Он любил джаз, любил в нем то, что составляет сокровенную его сущность — творчество в открытую. Он и в общении был джазистом: слушал застолье, видел в нем собеседника, соперника… Если он ощущал в компании или в человеке эту энергетику, он заводился. Вспыхивал. Если этого “манка”, как говорят актеры, не было, он мгновенно замыкался, скучнел… О чем говорить?
…Я долго не понимал, почему его оставляют равнодушным замечательные пейзажи, зрелища или рассказы о невероятных событиях. Почему он мрачнеет, замыкается в себе? Это была досада художника: все сделано, добавить нечего.
…Он и шага бы не сделал, чтобы увидеть нечто диковинное. Был равнодушен к затейливым историям, которые уже не нуждались в рассказчике. Он писал о прозе жизни. Повседневность предстает в довлатовских книгах как что-то захватывающее, веселое и трагичное одновременно. Это и есть любовь к жизни, а не вера в ее посулы и жадность до утех».
…Вы, конечно, помните, начало «Конька-Горбунка»:
У старинушки три сына:Старший умный был детина,Средний сын и так и сяк,Младший вовсе был дурак.
Вот как раз о среднем, то есть нормальном сыне, и рассказывал Довлатов. В его книгах нет героических персонажей, «положительно прекрасной личности», но нет и отъявленных мерзавцев. «Только пошляки боятся середины, — писал Довлатов в «Ремесле». — Чаще всего именно на этой территории происходит самое главное».

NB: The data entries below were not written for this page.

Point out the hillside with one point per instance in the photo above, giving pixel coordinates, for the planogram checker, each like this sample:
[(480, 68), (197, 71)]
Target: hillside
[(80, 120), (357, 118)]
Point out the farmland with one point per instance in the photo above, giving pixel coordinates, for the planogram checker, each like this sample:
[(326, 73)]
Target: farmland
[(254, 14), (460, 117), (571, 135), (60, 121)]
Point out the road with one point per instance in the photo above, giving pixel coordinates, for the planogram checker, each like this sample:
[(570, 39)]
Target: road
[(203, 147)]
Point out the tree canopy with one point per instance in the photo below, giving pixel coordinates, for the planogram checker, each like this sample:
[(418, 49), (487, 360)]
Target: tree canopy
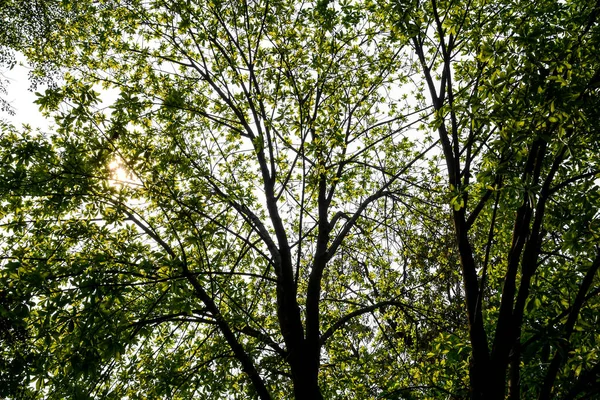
[(314, 200)]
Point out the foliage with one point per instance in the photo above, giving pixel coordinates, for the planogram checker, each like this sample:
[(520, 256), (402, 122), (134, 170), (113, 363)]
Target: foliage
[(319, 200)]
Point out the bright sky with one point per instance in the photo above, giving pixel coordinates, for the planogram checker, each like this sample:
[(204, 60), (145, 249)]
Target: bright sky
[(21, 98)]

Никаких там тебе полетов в космос и марш-бросков на целину — хотя такие варианты тогда всячески приветствовались… Но это не про нас. Дело, безусловно, великое… но — не наш жанр! Не то, что мы были яростно против завоевания космоса и целины, успехи нашей страны нас радовали, но писать об этом… Никак! Не наше это. И нестыковка тут более всего стилистическая. Как правильно говорил Бродский — «у меня расхождения с советской властью лишь эстетические». То, что значится великим, навязывает соответствующий, незаблемый, «неколебаемый» стиль. А мы чувствовали себя успешными творцами лишь в рамках своего собственного стиля, который усиленно тогда создавали. Не лезло в наши ворота и многое другое: расхожее напыщенное «интеллигенство», восхищение общеизвестными «художественными ценностями». И вообще все то, что называли вечным и прекрасным, вызывало у нас легкую тошноту. Я вспоминаю лишь мою студенческую компанию… но именно такой взгляд был весьма распространен. Помню, я тогда как заклинание повторял любимое изречение Оскара Уайльда: «То, что общеизвестно, — неверно». И особенно — все так называемое «великое и прекрасное», о чем так охотно и напыщенно говорят так называемые «культурные люди». Табу! То, что великолепно само по себе, — в дело не годится. Особо наглядно я почувствовал это на примере голландских натюрмортов. Великолепная золотая ваза на картине не трогает совсем! Но когда художник передает прелести и оттенки потертого горшка — дух захватывает. Художник обязан создавать свою красоту, а не пользоваться уже открытой и существующей. Роскошь изображаемого убивает роскошь изображения. Помню, как моя смущенная редакторша заметила мне, что я выпустил уже три книги, но ни в одной из них ни разу не встречаются ни Ленинград, ни белые ночи, ни Эрмитаж… И не потому что мне не нравилось слово «Ленинград» из-за имени Ленина в нем, но главное — это название как-то сразу же разворачивалось в ряд чудесных открыточных пейзажей. Долой! Свое рисуй!